Article 700 du Code de procédure civile En vigueur
Le juge condamne la partie tenue aux dépens ou qui perd son procès à payer :
1° A l’autre partie la somme qu’il détermine, au titre des frais exposés et non compris dans les dépens ;
2° Et, le cas échéant, à l’avocat du bénéficiaire de l’aide juridictionnelle partielle ou totale une somme au titre des honoraires et frais, non compris dans les dépens, que le bénéficiaire de l’aide aurait exposés s’il n’avait pas eu cette aide. Dans ce cas, il est procédé comme il est dit aux alinéas 3 et 4 de l’article 37 de la loi n° 91-647 du 10 juillet 1991 .
Dans tous les cas, le juge tient compte de l’équité ou de la situation économique de la partie condamnée. Il peut, même d’office, pour des raisons tirées des mêmes considérations, dire qu’il n’y a pas lieu à ces condamnations.
Les parties peuvent produire les justificatifs des sommes qu’elles demandent.
La somme allouée au titre du 2° ne peut être inférieure à la part contributive de l’Etat majorée de 50 %.
Article 1792 du Code civil En vigueur
Tout constructeur d’un ouvrage est responsable de plein droit, envers le maître ou l’acquéreur de l’ouvrage, des dommages, même résultant d’un vice du sol, qui compromettent la solidité de l’ouvrage ou qui, l’affectant dans l’un de ses éléments constitutifs ou l’un de ses éléments d’équipement, le rendent impropre à sa destination.
Une telle responsabilité n’a point lieu si le constructeur prouve que les dommages proviennent d’une cause étrangère.
Article 768 du Code de procédure civile En vigueur
Les conclusions doivent formuler expressément les prétentions des parties ainsi que les moyens en fait et en droit sur lesquels chacune de ces prétentions est fondée avec indication pour chaque prétention des pièces invoquées et de leur numérotation.
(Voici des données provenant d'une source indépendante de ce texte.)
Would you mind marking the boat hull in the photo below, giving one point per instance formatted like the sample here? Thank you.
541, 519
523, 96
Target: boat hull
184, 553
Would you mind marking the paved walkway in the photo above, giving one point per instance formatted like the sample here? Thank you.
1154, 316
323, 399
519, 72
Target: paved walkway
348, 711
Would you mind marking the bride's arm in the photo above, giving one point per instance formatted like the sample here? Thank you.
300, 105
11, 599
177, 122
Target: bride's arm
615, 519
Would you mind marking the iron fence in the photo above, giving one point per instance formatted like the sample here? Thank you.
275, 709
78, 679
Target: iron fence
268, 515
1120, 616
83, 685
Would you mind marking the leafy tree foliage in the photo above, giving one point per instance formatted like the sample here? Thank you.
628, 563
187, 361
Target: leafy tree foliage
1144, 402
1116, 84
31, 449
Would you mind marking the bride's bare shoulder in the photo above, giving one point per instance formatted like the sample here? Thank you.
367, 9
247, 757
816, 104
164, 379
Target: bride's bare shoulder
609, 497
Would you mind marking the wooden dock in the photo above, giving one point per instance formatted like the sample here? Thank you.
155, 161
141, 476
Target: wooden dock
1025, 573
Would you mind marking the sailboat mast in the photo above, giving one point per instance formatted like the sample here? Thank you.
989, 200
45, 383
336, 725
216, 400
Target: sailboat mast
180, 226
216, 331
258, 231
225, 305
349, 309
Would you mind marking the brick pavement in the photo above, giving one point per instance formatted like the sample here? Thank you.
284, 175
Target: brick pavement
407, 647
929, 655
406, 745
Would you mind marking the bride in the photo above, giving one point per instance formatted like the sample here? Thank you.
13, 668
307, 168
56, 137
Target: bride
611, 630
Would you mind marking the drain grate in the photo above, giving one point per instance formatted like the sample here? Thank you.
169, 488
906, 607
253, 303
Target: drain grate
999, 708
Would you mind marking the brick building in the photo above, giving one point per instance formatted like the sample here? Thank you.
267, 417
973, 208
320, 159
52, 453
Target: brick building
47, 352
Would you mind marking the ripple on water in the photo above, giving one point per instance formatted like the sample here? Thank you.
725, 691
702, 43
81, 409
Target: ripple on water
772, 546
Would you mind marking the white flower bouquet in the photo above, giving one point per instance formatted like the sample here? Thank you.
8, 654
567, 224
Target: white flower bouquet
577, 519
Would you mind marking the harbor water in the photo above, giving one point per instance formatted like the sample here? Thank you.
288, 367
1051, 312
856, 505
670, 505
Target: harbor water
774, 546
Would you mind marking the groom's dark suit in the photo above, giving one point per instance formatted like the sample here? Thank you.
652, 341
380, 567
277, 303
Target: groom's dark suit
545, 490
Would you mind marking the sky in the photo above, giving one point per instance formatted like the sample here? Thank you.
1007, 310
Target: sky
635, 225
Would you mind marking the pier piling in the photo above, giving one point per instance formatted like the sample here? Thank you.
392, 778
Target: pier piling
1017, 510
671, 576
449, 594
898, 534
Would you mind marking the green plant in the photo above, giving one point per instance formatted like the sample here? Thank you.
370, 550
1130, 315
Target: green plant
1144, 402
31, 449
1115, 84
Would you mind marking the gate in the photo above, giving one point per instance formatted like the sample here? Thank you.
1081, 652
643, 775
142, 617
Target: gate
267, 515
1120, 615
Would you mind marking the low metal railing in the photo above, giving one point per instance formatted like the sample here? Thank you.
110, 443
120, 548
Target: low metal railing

Un bordereau énumérant les pièces justifiant ces prétentions est annexé aux conclusions.
Les conclusions comprennent distinctement un exposé des faits et de la procédure, une discussion des prétentions et des moyens ainsi qu’un dispositif récapitulant les prétentions. Les moyens qui n’auraient pas été formulés dans les conclusions précédentes doivent être présentés de manière formellement distincte. Le tribunal ne statue que sur les prétentions énoncées au dispositif et n’examine les moyens au soutien de ces prétentions que s’ils sont invoqués dans la discussion.
Les parties doivent reprendre dans leurs dernières conclusions les prétentions et moyens présentés ou invoqués dans leurs conclusions antérieures. A défaut, elles sont réputées les avoir abandonnés et le tribunal ne statue que sur les dernières conclusions déposées.